Hackers colocam notas anti-Trump em servidores do Exército

12

Eles se foram agora. Perdido. Mas, por um breve período na segunda-feira, visitar determinados locais do Exército foi como tropeçar em uma parede de graffiti digital.

O Exército dos EUA teve que correr para consertar dois sites depois que hackers trocaram mensagens de erro. Em vez do enfadonho padrão “Página não encontrada”, os usuários foram atingidos por gritos políticos. Slogans pró-curdos. Ataques pessoais ao presidente Trump.

“O Exército dos EUA retirou as páginas desfiguradas logo após denunciarmos”, disse o pesquisador de segurança Ronald Lovelace.

Os alvos? Não são os principais centros de comando. Foram o Open Innovation Lab e o AI Integration Center. Locais que testam tecnologias emergentes. A ironia não está morta.

A mensagem era feia. Chamaram Trump de “pedófilo” e “ladrão”. Fotos claras dos arquivos de Epstein que estão no Departamento de Justiça. Eles também nomearam Tom Barrack, embaixador dos EUA na Turquia. A demanda era simples.

Curdistão Livre.

Cyberscoop viu primeiro. Segunda-feira. No momento em que sinalizaram, o Exército lutou para reverter o código. Ninguém está falando sobre como. O Exército usa WordPress. Muitos plug-ins. Isso os torna alvos interessantes para script kiddies e também para operações sérias. Roubo de dados? Ninguém sabe ainda. Provavelmente não.

Os dados foram roubados? O Exército ainda está cavando. O Departamento de Defesa permaneceu em silêncio.

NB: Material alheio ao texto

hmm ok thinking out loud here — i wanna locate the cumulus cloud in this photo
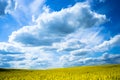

Esta não é uma tática nova. Os hacktivistas adoram desfigurar páginas. É alto. Recebe manchetes. No início deste ano, eles atacaram o DHS, despejando milhares de páginas de registros de empreiteiros do ICE. Guerra de informação pura. Às vezes é apenas uma mensagem numa garrafa.

O Exército diz que está investigando. Provavelmente o farão. Mas a porta permanece aberta para o próximo garoto rancoroso e um servidor proxy.